Bohlen ist sicher Meister darin, seine ganz persönliche Wahrheit für sich so zu gestalten, dass er schmerzfrei – andere sagen merkbefreit – durch das Leben gleitet. Was er sich überhaupt nicht vorstellen kann, ist, dass gerade der intime Bereich zwischenmenschlicher Beziehungen eben nicht von Wahrheit, sondern durch Wahrhaftigkeit lebt. Als ob es eine Wahrheit darüber geben würde, ob die von Dieter so heiß geliebten Kissen fürwahr, tatsächlich und faktisch richtig auf dem Sofa liegen.

Zugegeben: Fast jeder muss beim Überfliegen von Bohlens Schabernack-Machwerk lächeln, zugleich möchte man dem Fahrer von Geronimo´s-Cadillac einen Schirm leihen, damit es oben nicht rein regnet. Bohlens Geseier kann man als erfrischend schnoddrig, als proletarische Antwort auf die „political correctness“ abfeiern oder im gepflegten Ton als „Schnörkellosigkeit und Lakonie“ (FAZ) bezeichnen. Es bleibt die Einsicht, dass Typen wie Bohlen das Betriebssystem der Spaßgesellschaft sind. Die sollte ja eigentlich nach dem 11. September begraben werden, „aber Pustkuchen“, wie Dieter wohl sagen würde.

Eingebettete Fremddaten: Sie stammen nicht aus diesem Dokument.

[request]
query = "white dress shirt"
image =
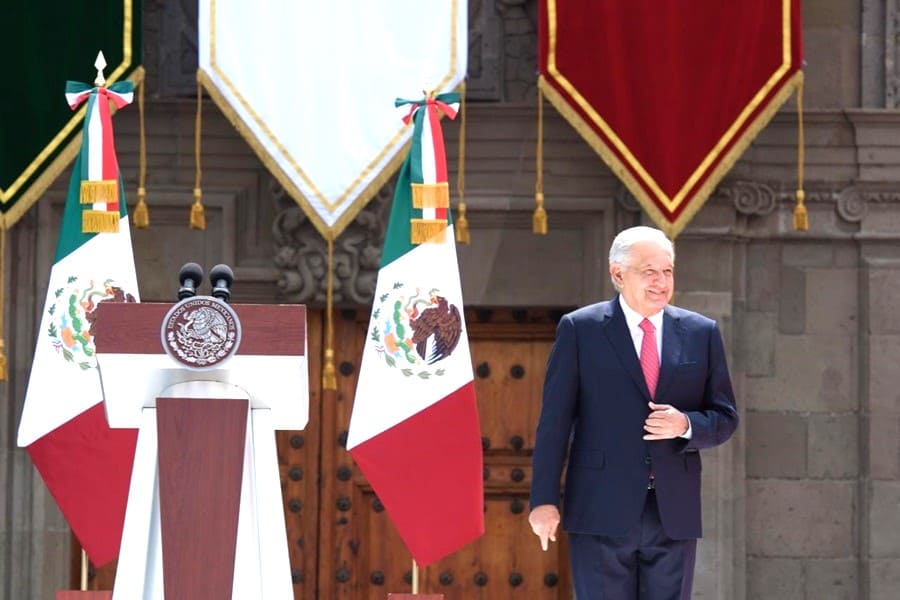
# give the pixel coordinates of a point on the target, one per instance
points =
(633, 321)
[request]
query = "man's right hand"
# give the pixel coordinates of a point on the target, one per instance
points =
(544, 520)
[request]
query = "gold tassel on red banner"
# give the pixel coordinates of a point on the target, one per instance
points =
(329, 375)
(539, 219)
(801, 217)
(3, 368)
(461, 227)
(141, 214)
(198, 214)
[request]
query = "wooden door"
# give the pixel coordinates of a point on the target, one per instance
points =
(341, 542)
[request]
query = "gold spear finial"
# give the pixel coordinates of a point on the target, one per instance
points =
(100, 64)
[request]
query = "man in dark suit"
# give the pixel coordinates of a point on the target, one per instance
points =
(634, 389)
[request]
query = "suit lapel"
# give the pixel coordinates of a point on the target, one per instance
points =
(619, 337)
(672, 342)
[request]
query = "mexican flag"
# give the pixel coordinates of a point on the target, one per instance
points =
(85, 464)
(414, 428)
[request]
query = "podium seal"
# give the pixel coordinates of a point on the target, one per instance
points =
(201, 332)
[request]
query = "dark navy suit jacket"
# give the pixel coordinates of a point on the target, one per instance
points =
(594, 408)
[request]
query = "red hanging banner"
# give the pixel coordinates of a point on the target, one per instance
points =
(669, 92)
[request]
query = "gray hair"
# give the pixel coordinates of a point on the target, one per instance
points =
(620, 251)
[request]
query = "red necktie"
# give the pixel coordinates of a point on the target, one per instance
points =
(649, 356)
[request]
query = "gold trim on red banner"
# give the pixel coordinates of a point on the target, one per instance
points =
(632, 166)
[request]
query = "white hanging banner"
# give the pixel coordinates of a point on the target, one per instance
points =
(311, 86)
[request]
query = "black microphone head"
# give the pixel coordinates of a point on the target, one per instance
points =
(189, 276)
(221, 273)
(221, 277)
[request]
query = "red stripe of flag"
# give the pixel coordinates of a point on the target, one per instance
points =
(427, 472)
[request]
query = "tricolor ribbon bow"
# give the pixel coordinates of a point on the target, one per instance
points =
(99, 167)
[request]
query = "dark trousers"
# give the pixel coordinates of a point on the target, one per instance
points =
(645, 564)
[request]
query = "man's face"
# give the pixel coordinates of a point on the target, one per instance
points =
(647, 282)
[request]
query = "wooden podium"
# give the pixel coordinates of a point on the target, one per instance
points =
(204, 517)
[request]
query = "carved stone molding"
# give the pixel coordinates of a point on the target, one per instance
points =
(750, 197)
(484, 79)
(851, 205)
(301, 253)
(892, 54)
(519, 49)
(177, 51)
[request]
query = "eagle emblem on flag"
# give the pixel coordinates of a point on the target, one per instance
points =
(72, 316)
(413, 330)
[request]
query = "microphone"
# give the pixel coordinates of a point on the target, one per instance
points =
(190, 276)
(221, 277)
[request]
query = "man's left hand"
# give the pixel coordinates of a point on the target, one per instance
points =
(665, 422)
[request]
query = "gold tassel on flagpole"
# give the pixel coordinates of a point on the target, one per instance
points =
(329, 377)
(462, 223)
(801, 217)
(198, 215)
(3, 368)
(141, 214)
(539, 219)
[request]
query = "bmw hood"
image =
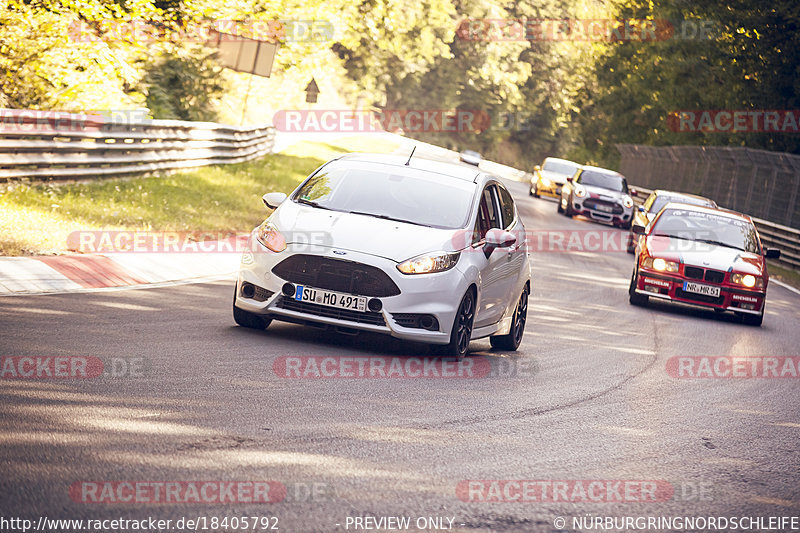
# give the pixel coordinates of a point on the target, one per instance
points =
(322, 229)
(705, 255)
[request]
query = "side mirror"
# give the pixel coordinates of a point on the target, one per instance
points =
(273, 199)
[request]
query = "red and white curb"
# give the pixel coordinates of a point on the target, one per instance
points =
(87, 272)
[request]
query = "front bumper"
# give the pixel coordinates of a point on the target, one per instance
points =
(669, 287)
(432, 294)
(615, 213)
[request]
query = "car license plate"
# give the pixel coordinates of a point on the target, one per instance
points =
(330, 298)
(706, 290)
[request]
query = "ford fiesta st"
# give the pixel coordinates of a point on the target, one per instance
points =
(599, 194)
(702, 256)
(421, 250)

Es ängstigt, aber es gibt kaum einen Lichtblick für ein Leben nach Bohlen: Er bedient den Kulturbetrieb einer Republik, in der schnöde Pop-Literaten wie Christian Kracht und Florian Illies („Generation Golf“) deutlich herausstellen, dass die richtige CD im Schrank wichtiger ist als soziale Schieflagen. Zugleich ist die Halbwertszeit von medial aufbereiteten und konstruierten Hypes noch nie so kurz gewesen. Vorgestern Essig-Diät, gestern Rinderwahnsinn, heute 80er Revival, morgen klaut der Strunz dem Effe die Frau zurück. Bohlen, die „gusseiserne Geldvisage“ (Wiglaf Droste), weiß von der Flüchtigkeit dieses Geschäfts, damit er weiterhin seine Kohle aus diesem Voyeurismus-Betrieb ziehen kann ist bereits eine Fortsetzung seiner Lebensbeichte angekündigt.